5. Choice of Law. The validity of this Amendment, its construction,
interpretation and enforcement, the rights of the parties hereunder, shall be
determined under, governed by, and construed in accordance with the internal
laws of the State of California governing contracts only to be performed in that
State.
3
6. Counterparts. This Amendment may be executed in any number of
counterparts and by different parties in separate counterparts, each of which
when so executed and delivered, shall be deemed an original, and all of which,
when taken together, shall constitute one and the same instrument. Delivery of
an executed counterpart of a signature page to this Amendment by telefacsimile
shall be effective as delivery of a manually executed counterpart of this
Amendment.
7. Due Execution. The execution, delivery and performance of this
Amendment are within the power of Borrower, have been duly authorized by all
necessary corporate action, have received all necessary governmental approvals,
if any, and do not contravene any law or any contractual restrictions binding on
Borrower.
8. Reference to and Effect on the Loan Documents.

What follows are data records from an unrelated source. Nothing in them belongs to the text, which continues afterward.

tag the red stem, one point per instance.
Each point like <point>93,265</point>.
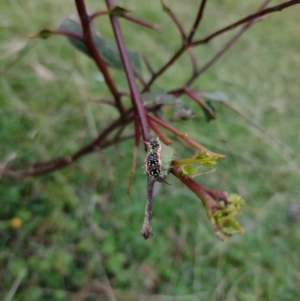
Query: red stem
<point>135,94</point>
<point>197,21</point>
<point>256,15</point>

(a) Upon and after the effectiveness of this Amendment, each reference
in the Credit Agreement to "this Agreement", "hereunder", "hereof" or words of
like import referring to the Credit Agreement, and each reference in the other
Loan Documents to "the Credit Agreement", "thereof" or words of like import
referring to the Credit Agreement, shall mean and be a reference to the Credit
Agreement as modified and amended hereby.

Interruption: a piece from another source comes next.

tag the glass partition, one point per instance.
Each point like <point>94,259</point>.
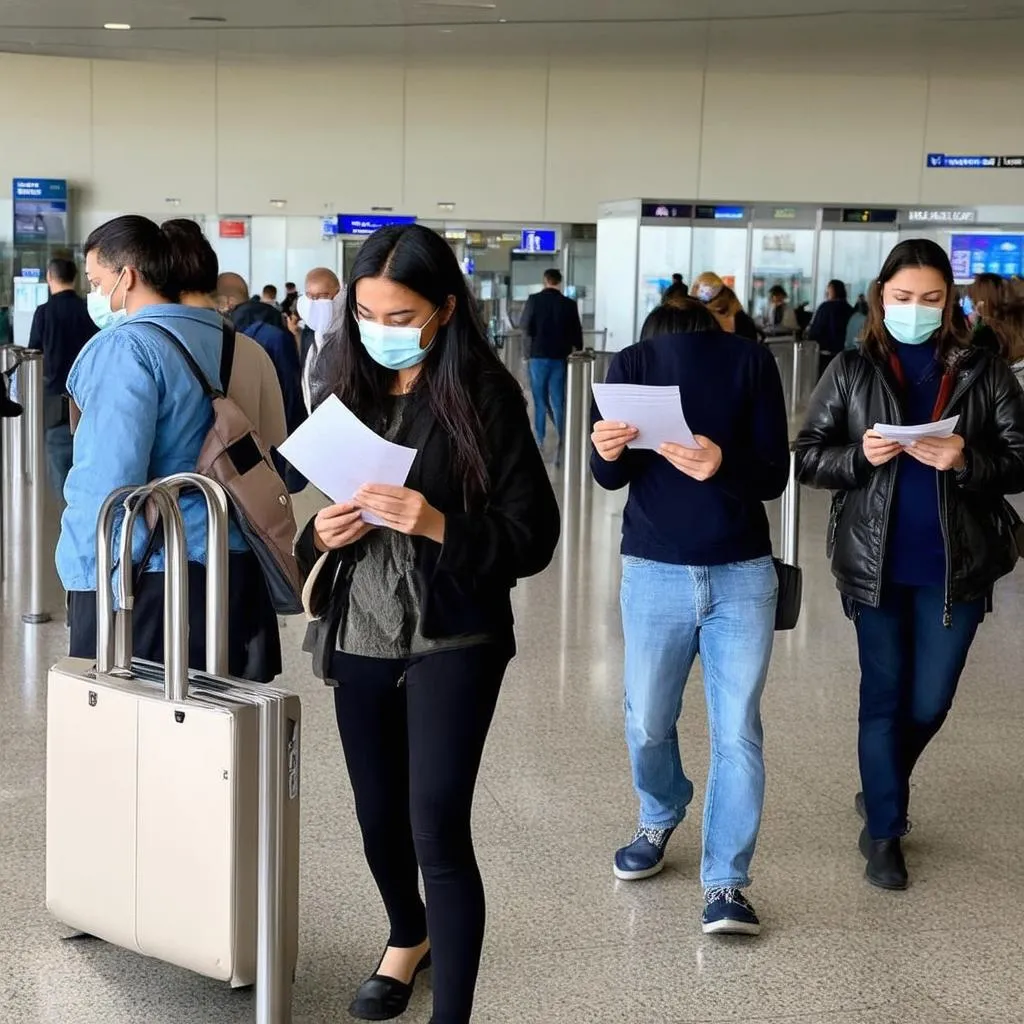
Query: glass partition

(b) Except as specifically amended above, the Credit Agreement and all
other Loan Documents, are and shall continue to be in full force and effect and
are hereby in all respects ratified and confirmed and shall constitute the
legal, valid, binding and enforceable obligations of Borrower to Bank.

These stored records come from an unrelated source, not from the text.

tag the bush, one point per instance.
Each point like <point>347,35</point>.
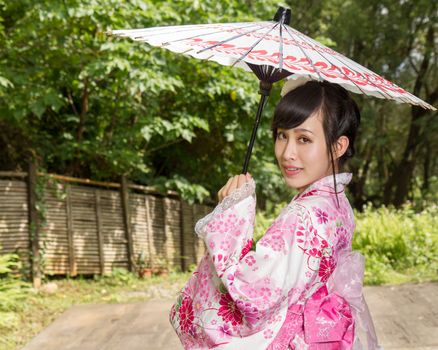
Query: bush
<point>399,245</point>
<point>13,291</point>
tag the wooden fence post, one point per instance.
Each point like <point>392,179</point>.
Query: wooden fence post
<point>182,247</point>
<point>34,225</point>
<point>127,221</point>
<point>70,234</point>
<point>99,232</point>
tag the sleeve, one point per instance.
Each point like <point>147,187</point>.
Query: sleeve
<point>286,258</point>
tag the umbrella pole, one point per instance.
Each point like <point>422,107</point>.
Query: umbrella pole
<point>265,89</point>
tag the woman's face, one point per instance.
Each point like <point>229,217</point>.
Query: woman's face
<point>301,153</point>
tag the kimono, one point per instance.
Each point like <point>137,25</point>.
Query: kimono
<point>301,288</point>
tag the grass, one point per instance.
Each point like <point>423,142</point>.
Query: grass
<point>37,309</point>
<point>400,246</point>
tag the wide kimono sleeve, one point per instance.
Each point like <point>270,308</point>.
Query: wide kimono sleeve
<point>263,282</point>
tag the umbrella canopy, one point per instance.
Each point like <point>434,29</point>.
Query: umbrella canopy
<point>272,50</point>
<point>274,44</point>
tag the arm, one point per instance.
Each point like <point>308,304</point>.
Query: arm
<point>286,259</point>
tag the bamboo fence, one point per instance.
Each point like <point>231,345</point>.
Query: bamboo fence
<point>73,226</point>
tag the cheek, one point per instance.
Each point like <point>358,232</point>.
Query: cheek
<point>315,153</point>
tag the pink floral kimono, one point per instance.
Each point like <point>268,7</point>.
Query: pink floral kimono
<point>301,288</point>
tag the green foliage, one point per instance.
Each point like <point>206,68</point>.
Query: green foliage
<point>13,291</point>
<point>399,245</point>
<point>90,105</point>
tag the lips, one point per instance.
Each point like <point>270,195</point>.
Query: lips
<point>291,170</point>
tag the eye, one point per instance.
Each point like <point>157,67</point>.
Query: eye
<point>280,135</point>
<point>304,139</point>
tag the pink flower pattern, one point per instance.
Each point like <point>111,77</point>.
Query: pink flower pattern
<point>241,298</point>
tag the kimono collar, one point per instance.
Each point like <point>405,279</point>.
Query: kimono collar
<point>326,184</point>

(c) The execution, delivery and effectiveness of this Amendment shall
not, except as expressly provided herein, operate as a waiver of any right,
power or remedy of Bank under any of the Loan Documents, nor constitute a waiver
of any provision of any of the Loan Documents.
(d) To the extent that any terms and conditions in any of the Loan
Documents shall contradict or be in conflict with any terms or conditions of the
Credit Agreement, after giving effect to this Amendment, such terms and
conditions are hereby deemed modified or amended accordingly to reflect the
terms and conditions of the Credit Agreement as modified or amended hereby.
9. Ratification. Borrower hereby restates, ratifies and reaffirms each and
every term and condition set forth in the Credit Agreement, as amended hereby,
and the Loan Documents effective as of the date hereof.
10. Estoppel. To induce Bank to enter into this Amendment and to continue
to make advances to Borrower under the Credit Agreement, Borrower hereby
acknowledges and agrees that, after giving effect to this Amendment, as of the
date hereof, there exists no Event of Default and no right of offset, defense,
counterclaim or objection in favor of Borrower as against Bank with respect to
the Obligations.
4
(SIGNATURES ON NEXT PAGE)
IN WITNESS WHEREOF, the parties have entered into this Amendment as of the
date first above written.
"Bank" "Borrower"
BANK OF AMERICA, N.A. SOUTHWEST WATER COMPANY,
a national association a Delaware corporation
By: /s/ XXXXX XXXXXX By: /s/ XXXXXX X. XXXXXXX
--------------------- --------------------------
Name: Xxxxx Xxxxxx Name: Xxxxxx X. Xxxxxxx
Title: Vice President Title: Vice President - Finance
By: /s/ XXXXX X. XXXXXXX
-------------------------
Name: Xxxxx X. Xxxxxxx
Title: President
5
FIFTH AMENDED AND RESTATED REVOLVING NOTE
$10,000,000 Costa Mesa, California
March 14, 2003
FOR VALUE RECEIVED, the undersigned SOUTHWEST WATER COMPANY, a Delaware
corporation ("Borrower") promises to pay to the order of BANK OF AMERICA, N.A.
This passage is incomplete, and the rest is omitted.